Yet in this thread have been accused of ‘jacking around’, being a bum, relying on public housing, goofing off, and belittled for doing menial work, or secretly coming into an inheritance probably, and not telling the whole story. Because I am not driven by or to, what drives the majority!

The single greatest gift my travels have provided for me is seeing there were more choices open to me, in how I choose to live, than Western culture illustrates.

I never justify myself. I am exceedingly happy with the life I’ve had and built. Proud of the path I’ve walked and the amazing adventures I’ve experienced. I have freedom, adventure, abundance (to me, but unlikely to y’all!) and have never regretted the choices I’ve made. There is nothing remarkable about me, only that a chose a different path to different goals.

And I don’t think that makes me lesser, or a goofing off, jacking around, bum.

Society in the US is not kind to those who choose a different path from the expected and tends to use negative terms and slants to describe those who are nonconforming to the socially idealized roles and behaviors.

My branch of the family tends to be lacking in formal education due to becoming independent early, usually in our teens.
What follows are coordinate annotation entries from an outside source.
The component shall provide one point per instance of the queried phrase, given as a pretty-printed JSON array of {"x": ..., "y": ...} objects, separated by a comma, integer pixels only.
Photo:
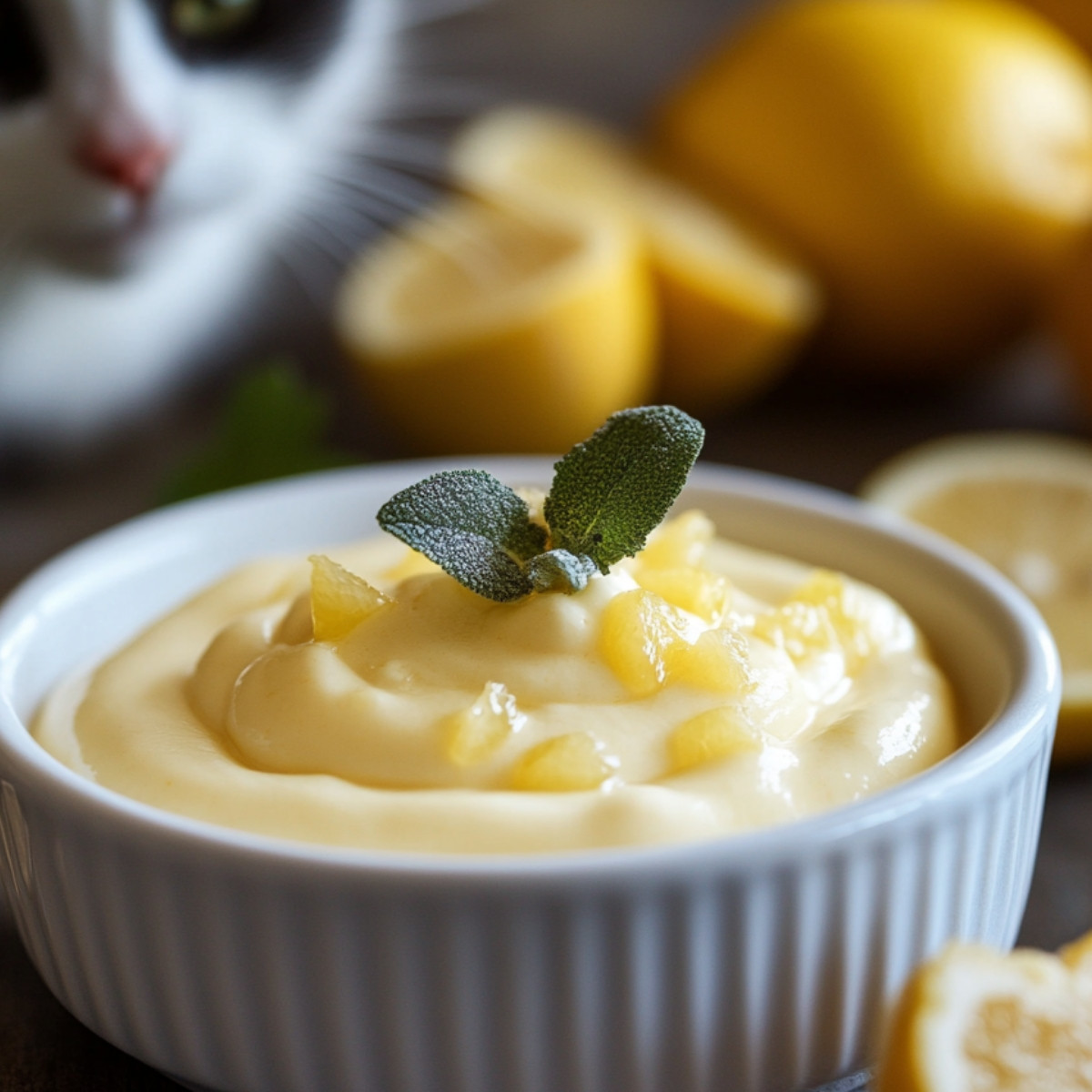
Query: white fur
[{"x": 99, "y": 312}]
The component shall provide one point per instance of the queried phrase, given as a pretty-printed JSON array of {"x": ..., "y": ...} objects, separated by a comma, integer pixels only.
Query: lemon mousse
[
  {"x": 698, "y": 689},
  {"x": 520, "y": 674}
]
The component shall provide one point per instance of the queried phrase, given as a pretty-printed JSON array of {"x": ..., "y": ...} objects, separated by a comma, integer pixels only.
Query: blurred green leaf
[{"x": 273, "y": 425}]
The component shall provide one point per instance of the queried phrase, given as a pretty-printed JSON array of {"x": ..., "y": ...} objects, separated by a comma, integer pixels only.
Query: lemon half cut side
[
  {"x": 486, "y": 327},
  {"x": 733, "y": 307},
  {"x": 973, "y": 1019},
  {"x": 1022, "y": 501}
]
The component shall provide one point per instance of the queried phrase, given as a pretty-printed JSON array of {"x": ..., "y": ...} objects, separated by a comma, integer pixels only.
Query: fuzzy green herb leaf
[
  {"x": 557, "y": 571},
  {"x": 612, "y": 490},
  {"x": 473, "y": 527}
]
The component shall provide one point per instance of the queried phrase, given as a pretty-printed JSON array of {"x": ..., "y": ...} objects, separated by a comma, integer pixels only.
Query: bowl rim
[{"x": 978, "y": 764}]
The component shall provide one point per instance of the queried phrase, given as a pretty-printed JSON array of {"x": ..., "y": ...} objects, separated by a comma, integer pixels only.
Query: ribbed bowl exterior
[
  {"x": 762, "y": 964},
  {"x": 757, "y": 978}
]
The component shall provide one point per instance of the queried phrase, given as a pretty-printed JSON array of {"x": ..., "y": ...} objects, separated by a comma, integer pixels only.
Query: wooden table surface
[{"x": 825, "y": 432}]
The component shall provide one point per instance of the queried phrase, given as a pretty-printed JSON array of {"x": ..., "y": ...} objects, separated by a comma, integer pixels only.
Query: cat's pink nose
[{"x": 136, "y": 167}]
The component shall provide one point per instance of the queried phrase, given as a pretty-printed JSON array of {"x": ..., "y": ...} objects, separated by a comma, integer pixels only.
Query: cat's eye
[{"x": 207, "y": 20}]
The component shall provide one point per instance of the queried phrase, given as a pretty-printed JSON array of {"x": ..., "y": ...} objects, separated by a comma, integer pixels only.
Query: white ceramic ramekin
[{"x": 756, "y": 964}]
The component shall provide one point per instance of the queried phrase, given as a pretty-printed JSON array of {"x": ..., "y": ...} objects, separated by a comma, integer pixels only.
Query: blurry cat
[
  {"x": 156, "y": 157},
  {"x": 164, "y": 162}
]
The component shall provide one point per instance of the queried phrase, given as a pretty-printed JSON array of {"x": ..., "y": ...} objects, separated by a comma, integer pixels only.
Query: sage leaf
[
  {"x": 614, "y": 489},
  {"x": 557, "y": 571},
  {"x": 475, "y": 528}
]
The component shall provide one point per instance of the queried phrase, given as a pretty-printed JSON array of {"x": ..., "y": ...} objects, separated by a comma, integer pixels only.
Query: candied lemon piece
[
  {"x": 823, "y": 615},
  {"x": 480, "y": 731},
  {"x": 638, "y": 629},
  {"x": 972, "y": 1019},
  {"x": 716, "y": 661},
  {"x": 412, "y": 565},
  {"x": 704, "y": 594},
  {"x": 680, "y": 543},
  {"x": 711, "y": 736},
  {"x": 648, "y": 642},
  {"x": 567, "y": 763},
  {"x": 339, "y": 600}
]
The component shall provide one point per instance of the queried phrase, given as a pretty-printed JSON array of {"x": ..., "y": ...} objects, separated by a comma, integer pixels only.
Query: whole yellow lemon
[
  {"x": 1074, "y": 16},
  {"x": 931, "y": 158}
]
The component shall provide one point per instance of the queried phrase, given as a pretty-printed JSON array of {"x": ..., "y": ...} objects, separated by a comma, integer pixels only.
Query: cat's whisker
[
  {"x": 404, "y": 196},
  {"x": 403, "y": 150},
  {"x": 418, "y": 14},
  {"x": 413, "y": 101}
]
Sometimes this is by choice, sometimes by circumstance but is ameliorated by a strong tendency toward auto-didactism and a willingness to pursue education related to whatever passion we settle on. We have a wide streak of entrepreneurism and prefer to be self employed. We also tend to be frugal by nature rather than by design–just not all that interested in the trappings of success and we tend to define success somewhat eccentrically. We also tend to avoid getting into debt and keep our debt ratios very low, compared to the national average. We tend to value experiences over possessions and are really good at entertaining ourselves without spending a lot of money.

The go to college, choose a career and stick with it, marry once, work for retirement wing of the family thinks we’re nuts and are obviously tapdancing on the minefield. We can’t imagine being so hidebound and regimented in service to illusory security that could be ripped away in a microsecond. We value flexibility, self reliance and resilience, they value solid building of their familial fortress. And we’re both right–for us. The main difference is that when the Solid Citizens throw a Free Spirit child it bothers them a lot more than when we get an Alex P Keaton type.

We catch a lot more shit than we shovel, just sayin’. :wink:

Someone called elbows a bum. She’s on the defensive, not being arrogant. If someone attacks your life choices you’re going to do everything possible to justify them and extoll the positive virtues of the thing you’re being attacked for. Well, I would, anyway.

The OP shows what road this defensiveness can take people down. It causes people to look like Guy.

The poster who called her bum later admitted to hating his job and what it has him doing, so I don’t think the comment merits a second thought.